We weren’t really going for Gonzofest, though. We’ve been trying to plan a brewery tour for six months, and it just happens that we managed to clear our schedules enough at the same time Gonzofest was going on. Which was, at first, a bit of a worry, as we thought tours would be suspended. At the rate it takes me to plan things with friends, that would have meant waiting till spring to get a tour in.

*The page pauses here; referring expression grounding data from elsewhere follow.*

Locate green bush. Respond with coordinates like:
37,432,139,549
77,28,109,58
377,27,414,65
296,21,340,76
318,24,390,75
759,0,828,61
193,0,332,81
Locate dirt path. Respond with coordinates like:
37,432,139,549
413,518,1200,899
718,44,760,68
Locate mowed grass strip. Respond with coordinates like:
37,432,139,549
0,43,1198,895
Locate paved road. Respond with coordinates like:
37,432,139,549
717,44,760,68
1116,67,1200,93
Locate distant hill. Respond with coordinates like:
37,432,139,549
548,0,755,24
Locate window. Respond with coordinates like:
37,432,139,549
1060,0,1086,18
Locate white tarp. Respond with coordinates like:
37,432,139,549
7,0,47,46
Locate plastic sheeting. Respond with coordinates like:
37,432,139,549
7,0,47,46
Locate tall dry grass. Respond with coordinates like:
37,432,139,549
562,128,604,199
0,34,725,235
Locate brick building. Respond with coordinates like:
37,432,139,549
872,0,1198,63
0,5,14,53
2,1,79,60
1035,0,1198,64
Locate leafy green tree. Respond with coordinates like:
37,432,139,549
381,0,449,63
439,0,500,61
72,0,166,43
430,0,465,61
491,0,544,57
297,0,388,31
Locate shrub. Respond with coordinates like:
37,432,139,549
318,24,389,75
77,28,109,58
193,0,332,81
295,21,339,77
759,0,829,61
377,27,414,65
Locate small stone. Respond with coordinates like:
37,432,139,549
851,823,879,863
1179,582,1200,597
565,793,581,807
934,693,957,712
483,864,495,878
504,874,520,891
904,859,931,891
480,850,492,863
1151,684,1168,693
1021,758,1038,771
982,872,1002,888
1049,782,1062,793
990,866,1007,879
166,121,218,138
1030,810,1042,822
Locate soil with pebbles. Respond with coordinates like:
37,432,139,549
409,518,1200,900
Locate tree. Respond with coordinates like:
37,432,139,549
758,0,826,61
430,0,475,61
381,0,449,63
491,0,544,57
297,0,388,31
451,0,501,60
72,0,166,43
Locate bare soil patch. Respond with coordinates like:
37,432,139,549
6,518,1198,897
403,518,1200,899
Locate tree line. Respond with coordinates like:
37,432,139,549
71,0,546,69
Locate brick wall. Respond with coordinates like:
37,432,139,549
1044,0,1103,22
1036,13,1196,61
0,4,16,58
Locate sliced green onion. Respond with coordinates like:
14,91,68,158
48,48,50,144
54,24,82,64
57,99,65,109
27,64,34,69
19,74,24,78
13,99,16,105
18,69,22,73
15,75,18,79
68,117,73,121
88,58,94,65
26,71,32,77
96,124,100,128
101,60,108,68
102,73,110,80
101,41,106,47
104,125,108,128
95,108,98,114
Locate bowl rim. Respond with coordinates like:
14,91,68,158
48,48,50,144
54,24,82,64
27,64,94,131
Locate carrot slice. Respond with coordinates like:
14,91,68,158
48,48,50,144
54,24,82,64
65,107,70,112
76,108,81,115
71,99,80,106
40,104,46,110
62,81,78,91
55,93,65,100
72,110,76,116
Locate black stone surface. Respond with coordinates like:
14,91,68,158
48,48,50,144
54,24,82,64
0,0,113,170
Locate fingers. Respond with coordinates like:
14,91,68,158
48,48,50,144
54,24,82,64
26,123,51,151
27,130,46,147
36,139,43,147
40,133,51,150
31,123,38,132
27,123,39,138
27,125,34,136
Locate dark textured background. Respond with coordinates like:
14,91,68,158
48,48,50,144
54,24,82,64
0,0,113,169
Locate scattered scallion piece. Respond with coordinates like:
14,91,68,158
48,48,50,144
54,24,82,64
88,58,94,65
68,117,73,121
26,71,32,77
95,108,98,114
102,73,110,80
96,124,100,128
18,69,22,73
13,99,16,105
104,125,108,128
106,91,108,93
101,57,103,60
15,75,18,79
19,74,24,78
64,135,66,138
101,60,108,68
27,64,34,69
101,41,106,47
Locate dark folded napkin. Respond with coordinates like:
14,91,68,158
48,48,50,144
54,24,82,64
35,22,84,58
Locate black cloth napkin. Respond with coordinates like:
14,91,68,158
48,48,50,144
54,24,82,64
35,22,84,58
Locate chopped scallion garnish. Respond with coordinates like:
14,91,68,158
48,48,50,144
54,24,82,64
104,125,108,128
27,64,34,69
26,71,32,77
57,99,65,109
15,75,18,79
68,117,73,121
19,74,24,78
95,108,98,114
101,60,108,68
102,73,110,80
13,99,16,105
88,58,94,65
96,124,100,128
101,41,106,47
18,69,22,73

But we were lucky. We arrived and paid our 15 bucks to get in, which included all the beer you could drink. Since Reggie doesn’t drink, I forced him to get glasses of beer as well so I could spend about three hours doublefisting Flying Dog. Then we ran into our tour guide, who was also one of the brewmasters. I was at the point where, even though he introduced himself, and talked to me at length, I can’t recall his name…or much else, except for the fact that he was slightly drunker than I was. This was because he was plowing through some sort of weird off market bitter that was not fit for public consumption. Though he gave me some to sample. And some more after that. The official bartenders refused to serve it to the normal folk, and that should have been the giveaway, because I was pretty far gone after a few minutes.

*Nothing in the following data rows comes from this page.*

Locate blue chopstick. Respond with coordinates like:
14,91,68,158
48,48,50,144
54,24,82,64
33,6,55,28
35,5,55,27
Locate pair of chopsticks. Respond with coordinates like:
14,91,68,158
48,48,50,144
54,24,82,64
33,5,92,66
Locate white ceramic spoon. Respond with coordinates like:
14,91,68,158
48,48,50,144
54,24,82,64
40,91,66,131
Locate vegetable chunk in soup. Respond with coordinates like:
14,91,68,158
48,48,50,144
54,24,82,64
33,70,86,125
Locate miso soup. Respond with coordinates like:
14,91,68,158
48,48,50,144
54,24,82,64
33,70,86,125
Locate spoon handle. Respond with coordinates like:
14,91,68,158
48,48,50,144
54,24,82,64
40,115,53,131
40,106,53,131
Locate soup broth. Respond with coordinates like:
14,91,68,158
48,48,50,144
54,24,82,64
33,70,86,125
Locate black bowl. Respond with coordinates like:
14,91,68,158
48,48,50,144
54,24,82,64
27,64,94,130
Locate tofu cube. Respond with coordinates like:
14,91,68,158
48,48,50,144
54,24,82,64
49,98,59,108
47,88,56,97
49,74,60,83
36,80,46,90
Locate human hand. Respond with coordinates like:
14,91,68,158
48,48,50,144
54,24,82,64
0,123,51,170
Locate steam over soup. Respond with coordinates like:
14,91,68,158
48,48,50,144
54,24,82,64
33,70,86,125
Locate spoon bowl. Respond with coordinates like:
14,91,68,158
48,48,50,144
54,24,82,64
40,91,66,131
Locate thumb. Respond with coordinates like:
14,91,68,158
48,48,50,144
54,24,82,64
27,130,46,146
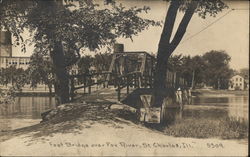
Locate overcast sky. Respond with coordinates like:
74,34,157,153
12,0,249,70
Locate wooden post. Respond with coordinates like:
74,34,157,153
117,79,121,101
138,74,142,88
126,75,129,94
70,77,75,101
173,72,176,88
105,54,116,87
149,74,152,88
133,73,136,88
83,75,86,94
114,74,117,88
88,76,91,94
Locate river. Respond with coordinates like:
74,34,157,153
0,96,55,131
0,94,249,131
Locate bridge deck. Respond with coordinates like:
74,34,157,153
74,86,136,104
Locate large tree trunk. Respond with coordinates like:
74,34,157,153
152,0,197,107
44,0,69,105
50,42,70,105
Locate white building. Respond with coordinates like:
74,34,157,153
0,56,31,69
228,75,245,90
0,31,31,70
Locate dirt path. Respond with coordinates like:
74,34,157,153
0,119,248,156
0,101,248,156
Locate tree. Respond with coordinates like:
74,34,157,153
167,54,205,88
27,52,55,95
153,0,228,107
77,55,94,75
239,68,249,80
202,50,233,89
1,0,159,105
0,66,28,89
93,53,113,73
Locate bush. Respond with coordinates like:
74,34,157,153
219,118,248,139
163,117,248,139
0,88,15,105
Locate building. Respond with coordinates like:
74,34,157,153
0,56,31,69
0,31,31,70
228,74,245,90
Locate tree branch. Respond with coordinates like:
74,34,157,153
158,0,180,48
169,0,198,52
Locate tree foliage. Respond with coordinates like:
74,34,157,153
27,52,55,94
0,66,28,88
1,0,160,57
0,0,160,104
202,50,232,89
168,50,233,89
0,66,28,104
239,68,249,80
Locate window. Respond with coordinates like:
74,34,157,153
236,78,238,81
240,78,242,82
239,83,242,86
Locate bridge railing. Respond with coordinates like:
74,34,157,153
69,70,187,102
69,72,111,100
69,70,154,101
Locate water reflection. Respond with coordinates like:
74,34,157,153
0,96,55,119
188,95,248,122
228,96,249,123
166,95,249,124
0,96,55,131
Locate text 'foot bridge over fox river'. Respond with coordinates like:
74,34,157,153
69,49,189,123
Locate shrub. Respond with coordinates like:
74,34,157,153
163,117,248,139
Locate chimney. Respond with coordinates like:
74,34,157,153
114,43,124,53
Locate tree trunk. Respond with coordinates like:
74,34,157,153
50,42,70,105
153,49,171,107
43,0,69,106
152,0,198,108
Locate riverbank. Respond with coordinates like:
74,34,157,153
0,100,248,156
192,89,249,96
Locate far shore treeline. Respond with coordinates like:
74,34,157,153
0,50,249,95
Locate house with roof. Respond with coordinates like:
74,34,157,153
228,74,245,90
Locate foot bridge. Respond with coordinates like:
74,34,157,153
69,51,189,123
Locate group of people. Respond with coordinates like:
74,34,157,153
175,87,192,109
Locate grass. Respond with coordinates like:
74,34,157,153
163,117,249,140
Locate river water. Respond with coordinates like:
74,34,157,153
0,96,55,131
0,94,249,131
185,95,249,123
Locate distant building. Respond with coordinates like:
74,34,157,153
0,31,31,70
228,75,245,90
0,56,31,69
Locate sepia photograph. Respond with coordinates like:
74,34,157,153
0,0,249,156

The 4pm tour started around 4:20, and was a rambling affair that Reggie and I eventually ditched in favor of wandering free through the bottling plant.

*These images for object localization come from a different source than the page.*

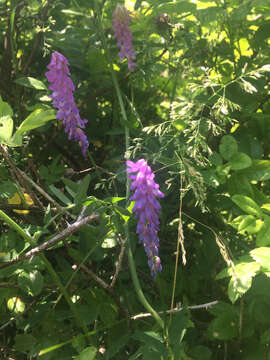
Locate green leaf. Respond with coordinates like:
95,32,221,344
228,263,259,303
14,334,37,352
109,197,126,204
240,160,270,181
7,297,25,313
238,215,256,232
14,108,56,135
74,174,91,205
18,270,44,296
229,152,252,170
216,261,260,281
49,185,72,205
154,1,196,15
256,216,270,246
14,76,47,90
168,310,191,345
0,181,17,199
250,247,270,270
232,195,263,217
219,135,238,160
133,331,167,356
208,310,238,340
72,334,86,354
74,346,97,360
0,96,13,144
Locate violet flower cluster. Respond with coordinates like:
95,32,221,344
127,159,164,277
45,51,89,156
112,4,137,72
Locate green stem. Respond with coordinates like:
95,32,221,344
0,210,88,335
94,1,164,329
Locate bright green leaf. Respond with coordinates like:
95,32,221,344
229,152,252,170
15,108,56,135
232,195,263,217
0,97,13,144
256,216,270,246
238,215,256,232
251,247,270,270
14,76,47,90
7,297,25,313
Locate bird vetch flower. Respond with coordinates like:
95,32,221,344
126,159,164,277
112,4,137,72
45,51,89,156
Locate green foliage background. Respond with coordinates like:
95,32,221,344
0,0,270,359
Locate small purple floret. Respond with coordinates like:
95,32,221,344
127,159,164,277
112,4,137,72
45,51,89,156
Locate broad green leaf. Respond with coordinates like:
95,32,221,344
232,195,263,218
219,135,238,160
7,297,25,313
14,76,47,90
251,247,270,270
244,218,263,234
208,311,238,340
8,131,23,147
262,203,270,213
229,152,252,170
15,108,56,135
228,173,254,198
0,97,13,143
240,160,270,181
216,261,260,280
102,234,117,248
18,270,44,296
74,346,97,360
238,215,256,232
228,275,251,303
256,216,270,246
74,174,91,205
226,261,260,303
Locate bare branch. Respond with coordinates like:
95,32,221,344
131,300,219,320
0,213,99,269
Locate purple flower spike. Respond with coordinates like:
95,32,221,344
45,51,89,156
127,159,164,277
112,4,137,72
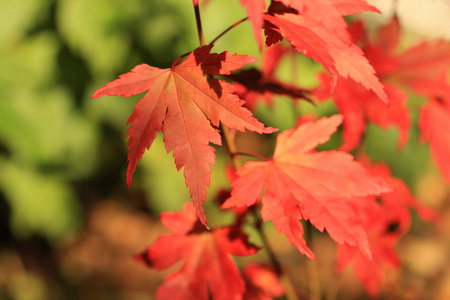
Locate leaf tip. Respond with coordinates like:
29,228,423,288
196,207,210,229
91,87,104,99
126,166,135,188
325,114,344,129
263,126,278,134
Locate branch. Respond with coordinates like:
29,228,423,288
209,17,247,46
232,150,271,161
193,2,205,46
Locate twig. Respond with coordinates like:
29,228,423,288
209,17,247,46
193,2,205,46
305,222,321,300
232,150,271,161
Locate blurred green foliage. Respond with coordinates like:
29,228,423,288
0,0,207,244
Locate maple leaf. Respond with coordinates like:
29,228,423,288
358,155,437,221
222,115,392,259
238,0,378,47
359,17,450,98
278,0,378,43
372,19,450,181
136,203,259,300
263,3,388,104
92,45,276,226
316,74,410,151
336,156,436,295
237,0,385,103
335,199,405,296
316,18,450,152
419,98,450,182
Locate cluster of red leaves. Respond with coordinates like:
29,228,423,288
335,155,436,295
135,203,284,300
92,0,447,298
315,18,450,176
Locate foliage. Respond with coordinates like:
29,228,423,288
1,0,449,299
90,0,450,299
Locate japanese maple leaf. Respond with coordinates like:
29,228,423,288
238,0,378,47
136,203,259,300
316,18,450,152
358,17,450,100
316,74,410,151
358,155,436,222
92,45,276,226
222,115,392,259
335,199,406,296
278,0,378,44
419,98,450,182
263,2,388,104
336,156,435,295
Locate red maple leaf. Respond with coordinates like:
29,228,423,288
222,115,392,259
419,98,450,182
278,0,378,43
352,17,450,99
238,0,378,47
317,74,410,151
335,199,405,296
136,203,259,300
92,45,276,226
263,2,388,104
358,155,436,221
317,18,450,152
336,156,436,295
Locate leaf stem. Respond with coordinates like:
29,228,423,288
171,54,189,69
171,1,207,68
221,126,241,168
208,17,248,46
193,1,206,46
305,222,321,300
232,151,271,161
251,208,299,300
175,13,247,68
251,208,281,274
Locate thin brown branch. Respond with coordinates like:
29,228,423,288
232,150,271,161
193,3,206,46
305,222,321,300
208,17,247,46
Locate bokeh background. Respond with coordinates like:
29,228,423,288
0,0,449,299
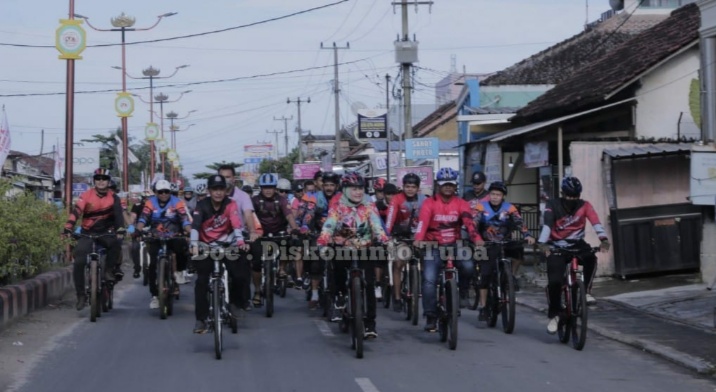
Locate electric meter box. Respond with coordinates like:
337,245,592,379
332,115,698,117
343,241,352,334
395,40,419,64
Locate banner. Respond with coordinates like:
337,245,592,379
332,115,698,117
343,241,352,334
72,148,100,175
395,166,434,195
53,141,63,182
405,137,439,160
484,142,502,186
524,141,548,168
0,107,11,169
370,152,400,172
115,135,139,168
357,109,388,140
243,144,274,173
293,163,322,180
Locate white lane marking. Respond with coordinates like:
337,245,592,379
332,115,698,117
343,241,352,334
315,320,335,337
355,378,380,392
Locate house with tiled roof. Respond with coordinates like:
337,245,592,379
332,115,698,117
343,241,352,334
2,150,57,201
471,4,705,278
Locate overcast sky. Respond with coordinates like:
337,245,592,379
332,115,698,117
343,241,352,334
0,0,608,181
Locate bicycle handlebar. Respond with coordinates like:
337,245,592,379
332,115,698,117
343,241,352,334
72,232,121,241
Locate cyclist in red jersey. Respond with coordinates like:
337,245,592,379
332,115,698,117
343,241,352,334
64,168,125,311
189,175,249,334
385,173,426,311
538,177,610,334
414,168,481,332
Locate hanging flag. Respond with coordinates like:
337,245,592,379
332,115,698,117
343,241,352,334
53,140,63,182
0,106,11,169
115,135,138,164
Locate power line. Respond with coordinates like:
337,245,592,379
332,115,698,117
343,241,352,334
0,0,349,49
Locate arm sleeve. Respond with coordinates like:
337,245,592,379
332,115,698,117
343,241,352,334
584,201,607,240
175,200,192,229
112,194,125,228
228,203,245,244
509,205,530,238
460,200,480,242
317,206,339,246
413,199,432,241
366,205,389,246
538,201,555,243
138,200,153,225
65,196,86,229
385,197,399,236
191,206,204,234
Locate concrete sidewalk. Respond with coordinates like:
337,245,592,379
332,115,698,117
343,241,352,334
519,268,716,374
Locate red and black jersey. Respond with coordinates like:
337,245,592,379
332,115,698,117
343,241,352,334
414,195,480,245
538,198,607,247
65,188,124,233
191,197,244,244
386,193,426,237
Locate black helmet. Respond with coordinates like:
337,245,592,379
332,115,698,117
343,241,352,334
561,176,583,197
313,170,324,181
241,185,254,194
402,173,421,186
322,172,341,185
488,181,508,195
108,180,118,191
293,182,305,192
208,175,227,190
471,171,487,185
383,183,399,195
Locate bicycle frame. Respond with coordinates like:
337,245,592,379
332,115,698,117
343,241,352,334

I’ve toured breweries and distilleries from the Czech Republic to shitkickersville, Ohio and, strangely, the Flying Dog trip was the most pleasant. (Not the best, but they’re small and I have nothing but love for Flying Dog, so they can do what they want.) Not only am I a fan of their beer, but I appreciated the lack of security and organization. It made me feel vaguely pre-9/11. Because everywhere else in the world labels you as a jihadist if you don’t stick with the tour group.
Gonzofest, thousands of people wandering around, and, as far as the Flying Dog people were concerned, everyone was groovy.
I sure hope this doesn’t get the brewmaster guy fired, because he was awesome.
One complaint: No beer sales. Because I was drunkenly ready to buy about eight cases on the way out. And I do recall hugging a shipping pallet of Snake Dog India Pale Ale. Or did I dream that? I don’t know… So that means I have to go up for another tour where I can buy cases of beer.
Random pictures can be found in the forums right here. I should note, again, that Reggie does not drink, so I’m not able to explain why he looks drunk in a couple of those shots. I think maybe he got a contact drunk from standing next to me for several hours, which has been known to happen to a few of my teetotaler friends.